Teufel aus der Chemiekiste
Experten warnen die Athleten vor dem großen Risiko, wenn sie sich aus dem reichen Fundus der Pharma-Industrie bedienen
Mit dubiosen Designerdrogen vom Schwarzmarkt gehen Sportler nach Meinung des Dopingexperten Fritz Sörgel ein hohes Risiko ein. „Wenn Athleten dann in die Chemie-Kiste der unbekannten Stoffe greifen – das ist für mich künftig die größte Gefahr“, sagte der Pharmakologe aus Nürnberg nach den jüngsten Dopingfällen mit dem Herzmedikament Meldonium.
„Meldonium geht nicht mehr – sie suchen im Internet, und nach zwei Tagen haben sie dann 20 neue Substanzen in der Hand, die sie in China bestellen“, erklärte der renommierte Pharmakologe. „Das kann schon mal schiefgehen.“Sörgel warnte vor fatalen Folgen von Doping-Experimenten mit nicht zugelassenen Mitteln.
„Das ist wie im richtigen Leben: Der beißt ins Gras, der die schlechten Dinge nehmen muss – in diesem Fall verunreinigte Substanzen. Das ist ja auch bei Drogen so“, meinte der Wissenschaftler und schilderte ein düsteres Szenario. „In vielen Geheimlaboren tüfteln sie schon an neuen Designerstoffen – auch für Athleten“, sagte Sörgel. „Sportler, die im Jahr 50 Millionen und mehr verdienen, können sich doch ein eigenes Labor leisten, das ihnen nicht nachweisbare neue Mittel liefert.“
Meldonium (Handelsname „Mildronat“) war von der Welt-AntiDoping-Agentur WADA nach einer Beobachtungsphase zum 1. Januar 2016 auf die Verbotsliste gesetzt worden. In den vergangenen Tagen wurden viele russische Athleten des Dopings mit Meldonium beschuldigt. Prominentester Fall: TennisStar Maria Scharapowa.
Der Volleyball-Nationalspieler Alexander Markin räumte ein, von dem Verbot gewusst zu haben. „Der Arzt sagte, und das ist auch (im Beipackzettel) geschrieben, dass das Präparat innerhalb von drei bis sechs Stunden aus dem Körper ab- geführt wird, aber die Tatsachen zeigen, dass es im Organismus noch bis zu drei Monate bleiben kann“, so Markin.
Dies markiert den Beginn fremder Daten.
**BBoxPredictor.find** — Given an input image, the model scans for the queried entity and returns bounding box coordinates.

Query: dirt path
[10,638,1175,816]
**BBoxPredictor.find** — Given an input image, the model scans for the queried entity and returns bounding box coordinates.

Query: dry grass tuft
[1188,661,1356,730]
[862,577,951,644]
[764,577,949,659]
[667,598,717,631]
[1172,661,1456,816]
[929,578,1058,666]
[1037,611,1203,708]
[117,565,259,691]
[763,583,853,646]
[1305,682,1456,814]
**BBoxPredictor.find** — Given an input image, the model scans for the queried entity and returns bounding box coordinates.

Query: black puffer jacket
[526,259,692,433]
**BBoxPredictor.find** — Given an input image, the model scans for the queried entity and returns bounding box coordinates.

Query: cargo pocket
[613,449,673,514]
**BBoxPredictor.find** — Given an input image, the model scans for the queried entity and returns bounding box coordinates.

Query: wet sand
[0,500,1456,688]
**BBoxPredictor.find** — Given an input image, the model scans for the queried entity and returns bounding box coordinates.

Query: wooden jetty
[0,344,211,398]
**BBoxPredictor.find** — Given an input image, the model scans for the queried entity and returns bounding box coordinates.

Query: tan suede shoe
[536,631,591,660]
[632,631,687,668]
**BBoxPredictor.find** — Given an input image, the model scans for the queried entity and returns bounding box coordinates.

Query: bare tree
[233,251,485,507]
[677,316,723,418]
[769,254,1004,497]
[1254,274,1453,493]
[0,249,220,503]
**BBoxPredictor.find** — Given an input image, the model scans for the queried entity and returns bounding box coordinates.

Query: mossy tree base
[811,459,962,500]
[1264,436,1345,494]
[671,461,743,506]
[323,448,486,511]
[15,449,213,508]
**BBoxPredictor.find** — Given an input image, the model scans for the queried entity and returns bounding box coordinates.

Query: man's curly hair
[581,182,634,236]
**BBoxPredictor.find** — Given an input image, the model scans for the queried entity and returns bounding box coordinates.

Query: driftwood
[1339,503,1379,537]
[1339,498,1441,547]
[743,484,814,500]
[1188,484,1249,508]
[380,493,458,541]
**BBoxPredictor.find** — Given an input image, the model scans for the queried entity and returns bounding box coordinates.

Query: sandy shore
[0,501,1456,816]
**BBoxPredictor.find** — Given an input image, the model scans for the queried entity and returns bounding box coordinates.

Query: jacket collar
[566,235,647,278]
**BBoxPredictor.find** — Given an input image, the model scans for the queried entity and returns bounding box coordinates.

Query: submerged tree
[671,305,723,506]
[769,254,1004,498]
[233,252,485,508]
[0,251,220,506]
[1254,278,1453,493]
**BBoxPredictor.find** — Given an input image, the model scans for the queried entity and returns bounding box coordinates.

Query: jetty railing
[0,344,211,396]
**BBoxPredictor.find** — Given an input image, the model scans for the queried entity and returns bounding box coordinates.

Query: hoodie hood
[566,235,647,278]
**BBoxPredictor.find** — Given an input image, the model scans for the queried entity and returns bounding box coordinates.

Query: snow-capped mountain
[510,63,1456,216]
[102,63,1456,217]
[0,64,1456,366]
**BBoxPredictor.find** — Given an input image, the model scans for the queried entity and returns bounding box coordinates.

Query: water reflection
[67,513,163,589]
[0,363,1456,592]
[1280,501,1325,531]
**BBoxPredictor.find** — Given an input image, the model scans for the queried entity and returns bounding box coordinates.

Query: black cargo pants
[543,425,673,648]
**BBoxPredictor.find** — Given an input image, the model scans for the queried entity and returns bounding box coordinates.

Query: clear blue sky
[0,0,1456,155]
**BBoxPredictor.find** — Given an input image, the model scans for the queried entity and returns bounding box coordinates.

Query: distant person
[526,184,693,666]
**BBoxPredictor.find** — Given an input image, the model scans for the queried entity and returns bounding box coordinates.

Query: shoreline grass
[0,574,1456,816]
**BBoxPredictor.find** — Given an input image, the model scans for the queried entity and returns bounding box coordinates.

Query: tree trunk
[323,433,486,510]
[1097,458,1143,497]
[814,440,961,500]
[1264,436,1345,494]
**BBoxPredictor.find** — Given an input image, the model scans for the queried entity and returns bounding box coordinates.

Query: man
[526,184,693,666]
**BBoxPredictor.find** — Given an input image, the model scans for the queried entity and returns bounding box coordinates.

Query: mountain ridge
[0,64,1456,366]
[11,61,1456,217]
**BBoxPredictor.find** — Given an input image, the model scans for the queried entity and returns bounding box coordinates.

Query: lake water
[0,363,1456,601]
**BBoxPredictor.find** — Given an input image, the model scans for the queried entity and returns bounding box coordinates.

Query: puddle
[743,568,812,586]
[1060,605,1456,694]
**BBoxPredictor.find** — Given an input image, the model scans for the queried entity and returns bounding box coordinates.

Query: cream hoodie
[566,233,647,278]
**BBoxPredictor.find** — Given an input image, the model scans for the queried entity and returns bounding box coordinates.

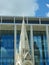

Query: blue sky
[0,0,49,17]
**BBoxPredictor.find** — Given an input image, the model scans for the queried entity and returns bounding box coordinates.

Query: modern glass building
[0,16,49,65]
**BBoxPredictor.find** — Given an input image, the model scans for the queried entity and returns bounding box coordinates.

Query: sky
[0,0,49,17]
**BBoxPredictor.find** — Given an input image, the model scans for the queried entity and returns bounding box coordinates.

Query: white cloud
[0,0,38,16]
[46,4,49,8]
[46,12,49,17]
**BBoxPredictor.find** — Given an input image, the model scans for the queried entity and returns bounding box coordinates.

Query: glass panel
[16,30,20,52]
[33,31,48,65]
[28,20,39,24]
[41,21,49,24]
[2,19,14,23]
[1,30,14,65]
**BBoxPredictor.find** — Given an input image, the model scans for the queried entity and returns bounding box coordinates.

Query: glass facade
[0,16,49,65]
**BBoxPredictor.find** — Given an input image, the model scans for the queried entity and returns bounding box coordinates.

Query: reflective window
[1,30,14,65]
[33,31,48,65]
[28,20,39,24]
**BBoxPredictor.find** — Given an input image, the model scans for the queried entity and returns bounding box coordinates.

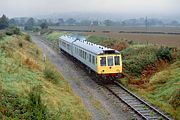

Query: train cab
[97,50,122,75]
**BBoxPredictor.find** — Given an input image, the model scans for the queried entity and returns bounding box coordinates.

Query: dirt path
[31,36,140,120]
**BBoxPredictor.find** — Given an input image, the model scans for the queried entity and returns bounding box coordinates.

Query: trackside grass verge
[0,29,91,120]
[86,36,180,120]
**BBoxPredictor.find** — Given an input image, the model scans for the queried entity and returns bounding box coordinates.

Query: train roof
[60,35,119,54]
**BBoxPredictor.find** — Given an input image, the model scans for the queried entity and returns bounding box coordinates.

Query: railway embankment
[41,29,180,119]
[0,28,91,120]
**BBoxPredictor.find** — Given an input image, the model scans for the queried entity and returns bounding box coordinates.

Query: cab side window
[100,57,106,66]
[114,56,120,65]
[92,56,95,65]
[108,56,113,66]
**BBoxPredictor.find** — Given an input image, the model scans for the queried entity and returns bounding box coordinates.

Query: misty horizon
[0,0,180,21]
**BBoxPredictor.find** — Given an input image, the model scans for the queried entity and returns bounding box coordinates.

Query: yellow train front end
[97,54,122,77]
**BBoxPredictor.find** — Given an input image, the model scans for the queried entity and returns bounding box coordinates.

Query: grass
[131,61,180,120]
[86,36,180,120]
[44,31,67,41]
[0,31,91,120]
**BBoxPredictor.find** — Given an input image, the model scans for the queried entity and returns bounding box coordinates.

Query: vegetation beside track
[85,36,180,119]
[36,29,180,119]
[0,30,91,120]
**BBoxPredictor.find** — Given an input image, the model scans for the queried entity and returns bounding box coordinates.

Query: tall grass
[0,32,91,120]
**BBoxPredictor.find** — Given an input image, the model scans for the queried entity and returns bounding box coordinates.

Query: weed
[24,34,32,42]
[156,47,172,62]
[28,86,48,120]
[44,68,59,83]
[19,42,23,48]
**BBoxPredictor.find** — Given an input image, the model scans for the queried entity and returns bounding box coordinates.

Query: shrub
[0,86,49,120]
[28,86,48,120]
[24,34,32,42]
[156,47,172,62]
[121,46,157,77]
[19,42,23,47]
[0,32,5,40]
[6,26,21,35]
[44,68,59,83]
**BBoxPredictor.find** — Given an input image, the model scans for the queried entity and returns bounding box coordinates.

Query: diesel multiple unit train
[59,35,122,78]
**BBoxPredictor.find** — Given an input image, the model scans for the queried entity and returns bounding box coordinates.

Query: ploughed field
[50,26,180,47]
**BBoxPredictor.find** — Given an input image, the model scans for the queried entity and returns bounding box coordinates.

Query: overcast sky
[0,0,180,20]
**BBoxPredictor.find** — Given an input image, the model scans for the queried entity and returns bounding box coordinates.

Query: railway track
[103,81,171,120]
[34,34,171,120]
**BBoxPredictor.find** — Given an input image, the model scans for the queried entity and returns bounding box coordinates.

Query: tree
[40,22,48,29]
[0,15,9,29]
[9,18,17,25]
[24,18,35,30]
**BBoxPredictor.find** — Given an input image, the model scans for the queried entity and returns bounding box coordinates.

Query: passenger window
[108,56,113,66]
[100,57,106,66]
[89,54,91,62]
[114,56,120,65]
[92,56,95,65]
[84,52,87,60]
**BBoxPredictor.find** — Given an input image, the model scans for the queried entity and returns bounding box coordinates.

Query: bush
[24,34,32,42]
[0,32,5,40]
[0,86,49,120]
[44,68,59,83]
[28,86,48,120]
[6,26,21,35]
[121,46,157,77]
[156,47,172,62]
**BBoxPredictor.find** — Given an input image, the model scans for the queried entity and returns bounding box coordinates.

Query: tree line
[0,15,180,30]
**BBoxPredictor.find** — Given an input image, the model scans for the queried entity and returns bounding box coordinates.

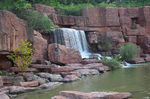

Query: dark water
[16,65,150,99]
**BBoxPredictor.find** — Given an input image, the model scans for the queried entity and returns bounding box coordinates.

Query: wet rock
[0,52,12,70]
[73,69,99,76]
[61,75,80,82]
[137,36,150,54]
[51,66,74,74]
[23,73,48,84]
[128,57,145,64]
[33,31,48,63]
[0,76,3,87]
[39,82,62,89]
[33,4,55,16]
[2,76,24,86]
[48,44,82,64]
[51,96,68,99]
[38,73,62,82]
[51,91,131,99]
[0,10,32,51]
[81,59,101,64]
[9,86,38,94]
[0,94,10,99]
[20,81,39,87]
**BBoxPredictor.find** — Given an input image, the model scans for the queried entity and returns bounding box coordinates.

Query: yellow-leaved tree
[7,40,33,71]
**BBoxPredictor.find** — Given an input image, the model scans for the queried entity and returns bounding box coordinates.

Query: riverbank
[0,59,110,99]
[15,65,150,99]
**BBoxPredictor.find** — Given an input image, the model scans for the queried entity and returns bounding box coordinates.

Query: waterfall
[54,28,101,59]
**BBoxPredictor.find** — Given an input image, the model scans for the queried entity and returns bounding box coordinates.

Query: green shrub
[96,2,116,7]
[101,57,120,70]
[7,40,33,71]
[15,10,55,31]
[120,43,139,61]
[56,3,93,16]
[98,34,112,51]
[131,25,136,30]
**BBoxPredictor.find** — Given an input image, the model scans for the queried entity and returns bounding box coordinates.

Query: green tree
[120,43,139,61]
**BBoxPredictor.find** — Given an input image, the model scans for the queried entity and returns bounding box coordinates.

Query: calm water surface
[15,65,150,99]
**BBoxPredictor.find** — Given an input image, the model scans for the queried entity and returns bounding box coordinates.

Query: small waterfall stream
[54,28,101,59]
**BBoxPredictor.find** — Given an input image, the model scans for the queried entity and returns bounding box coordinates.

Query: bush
[15,10,55,31]
[56,3,93,16]
[101,57,120,70]
[7,40,33,71]
[120,43,139,61]
[98,34,112,51]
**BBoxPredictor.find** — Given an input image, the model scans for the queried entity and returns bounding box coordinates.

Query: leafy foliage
[120,43,139,61]
[101,57,120,70]
[16,10,55,31]
[7,40,33,71]
[98,34,112,51]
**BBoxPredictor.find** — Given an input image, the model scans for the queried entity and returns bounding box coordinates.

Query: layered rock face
[48,43,82,64]
[0,11,27,51]
[33,6,150,54]
[0,10,32,69]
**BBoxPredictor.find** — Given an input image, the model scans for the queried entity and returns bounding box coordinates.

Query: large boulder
[48,43,82,64]
[33,31,48,62]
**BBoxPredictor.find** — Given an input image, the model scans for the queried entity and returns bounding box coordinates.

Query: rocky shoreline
[0,59,110,99]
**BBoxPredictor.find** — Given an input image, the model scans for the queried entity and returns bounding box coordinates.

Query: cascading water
[54,28,101,59]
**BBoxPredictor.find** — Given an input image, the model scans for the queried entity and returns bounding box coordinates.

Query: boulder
[33,31,48,63]
[23,73,48,85]
[9,86,38,94]
[128,57,145,64]
[2,76,24,86]
[73,69,99,76]
[0,94,10,99]
[51,91,132,99]
[48,43,82,64]
[61,75,80,82]
[37,73,62,82]
[39,82,63,89]
[51,66,75,74]
[20,81,39,87]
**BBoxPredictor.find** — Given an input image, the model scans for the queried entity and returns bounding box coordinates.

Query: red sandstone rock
[81,59,101,64]
[51,91,132,99]
[126,36,137,44]
[0,10,27,51]
[33,31,48,63]
[61,75,80,82]
[51,66,74,74]
[106,7,120,27]
[33,4,55,16]
[2,76,24,85]
[48,44,82,64]
[20,81,39,87]
[0,54,12,70]
[137,36,150,54]
[129,57,145,64]
[82,7,106,26]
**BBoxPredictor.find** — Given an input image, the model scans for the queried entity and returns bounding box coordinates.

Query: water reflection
[16,66,150,99]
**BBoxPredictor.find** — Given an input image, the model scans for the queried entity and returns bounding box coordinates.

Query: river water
[15,65,150,99]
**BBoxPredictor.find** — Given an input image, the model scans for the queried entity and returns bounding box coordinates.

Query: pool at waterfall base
[15,64,150,99]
Auch beim Council des Weltverbandes IAAF in Monaco stand der Dopingskandal in Russland auf der Agenda. Das Land habe noch nicht genug für die Reformierung seines Anti-Doping-Programms getan, sagte IAAF-Präsident Sebastian Coe. „Derzeit sollte Russland nicht wieder zugelassen werden“, bekräftigte der Chef des Weltverbandes auf einer Pressekonferenz.
Im Mai will das 27-köpfige Council eine endgültige Entscheidung treffen. DLV-Präsident Clemens Prokop begrüßte die IAAF-Entscheidung: „Das ist zum jetzigen Zeitpunkt auf jeden Fall richtig und nachvollziehbar. Ich bin aber weiter skeptisch, ob die Suspendierung überhaupt aufgehoben werden kann“, sagte der Chef des deutschen Verbandes.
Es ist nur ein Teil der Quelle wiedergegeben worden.